Deux mondes se rencontraient : que pourraient-ils donc comprendre à un travail tel que celui d’Adrien Lucca ? Résident de Janvier 2010 à Décembre 2011, Adrien Lucca était justement considéré par ses pairs (en toute amitié, et avec admiration) comme le peintre de la Jan van Eyck. Les «Études» de couleur de la série D65 (du nom de tubes fluo censés reproduire la lumière du jour d’Europe du Nord) qu’il y développait quadrillaient la surface de larges feuilles à dessin (160x110cm environ). Ces planches reflétaient le lent processus de réglages, d’un essai de trame à l’autre, dont l’objectif était de parvenir à un mélange de quatre (ou plus) pigments de couleur donnant du gris neutre ; le tout, expérimenté avec patience, précision et calculs, au tire-ligne dans l’atelier à de toutes petites échelles. Chaque planche de la série explorant des relations nouvelles entre couleur, papier et lumière, il y était aussi question d’équivalences visuelles (entre des trames géométriques variées, composées d’un différent nombre de couleurs organisées), de disparition, d’effets de transparence (ou de quelle façon une trame au tire-ligne peut ne pas apparaître, par mélange optique, par dessus l’impression numérique d’un nuage de points aléatoires ?), et de fausse lampe (simulation d’un point de lumière ponctuelle sur le papier).

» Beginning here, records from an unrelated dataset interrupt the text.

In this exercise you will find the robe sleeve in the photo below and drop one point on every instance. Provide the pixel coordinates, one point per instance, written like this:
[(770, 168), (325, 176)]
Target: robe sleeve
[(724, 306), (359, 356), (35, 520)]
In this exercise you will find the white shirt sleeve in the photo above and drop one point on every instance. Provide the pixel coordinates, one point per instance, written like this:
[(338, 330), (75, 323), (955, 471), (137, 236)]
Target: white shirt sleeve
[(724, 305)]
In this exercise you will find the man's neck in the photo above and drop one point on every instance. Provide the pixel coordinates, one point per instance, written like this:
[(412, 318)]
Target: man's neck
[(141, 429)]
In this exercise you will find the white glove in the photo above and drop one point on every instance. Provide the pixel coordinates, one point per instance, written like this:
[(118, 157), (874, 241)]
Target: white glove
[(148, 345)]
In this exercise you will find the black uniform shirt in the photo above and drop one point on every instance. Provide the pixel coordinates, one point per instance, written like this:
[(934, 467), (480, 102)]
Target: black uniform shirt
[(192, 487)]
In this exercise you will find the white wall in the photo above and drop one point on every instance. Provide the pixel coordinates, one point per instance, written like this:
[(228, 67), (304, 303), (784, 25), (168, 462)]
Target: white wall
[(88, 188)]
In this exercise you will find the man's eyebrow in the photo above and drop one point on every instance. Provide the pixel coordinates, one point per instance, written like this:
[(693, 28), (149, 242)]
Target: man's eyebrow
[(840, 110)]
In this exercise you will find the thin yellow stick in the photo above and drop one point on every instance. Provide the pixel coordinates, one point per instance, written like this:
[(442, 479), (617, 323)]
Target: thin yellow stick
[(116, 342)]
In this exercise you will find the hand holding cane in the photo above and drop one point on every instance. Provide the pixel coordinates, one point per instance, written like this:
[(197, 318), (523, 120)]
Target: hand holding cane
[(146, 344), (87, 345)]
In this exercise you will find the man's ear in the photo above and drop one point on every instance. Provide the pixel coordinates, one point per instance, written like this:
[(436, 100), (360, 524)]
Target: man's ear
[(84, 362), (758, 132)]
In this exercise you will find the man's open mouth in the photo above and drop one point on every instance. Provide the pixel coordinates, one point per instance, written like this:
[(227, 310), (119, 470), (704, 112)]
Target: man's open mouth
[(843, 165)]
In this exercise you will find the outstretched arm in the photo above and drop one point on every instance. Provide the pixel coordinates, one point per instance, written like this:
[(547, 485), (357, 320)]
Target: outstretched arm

C’est à cette même période, toujours à la Jan van Eyck, qu’Adrien Lucca débute son projet de transformateur de lumière, et dont témoigne notamment la conférence vidéo ci-après. Collaborant notamment avec Robert Ochshorn par la suite, à Netwerk, l’idée du transformateur de lumière consiste à superposer sur une surface la trace de la lumière ambiante et une image négative de celle-ci jusqu’à disparition mutuelle (En anglais, l’expression semble plus efficace et synthétique : «a negative picture of the light»). Au terme d’un lent mapping de la zone à uniformiser, les trames aléatoires de points noirs atténuent les différentes quantités de lumière présentes sur le mur, jusqu’à faire apparaître un monochrome gris, mélange donc de la lampe en place et de l’étude expérimentale de Lucca.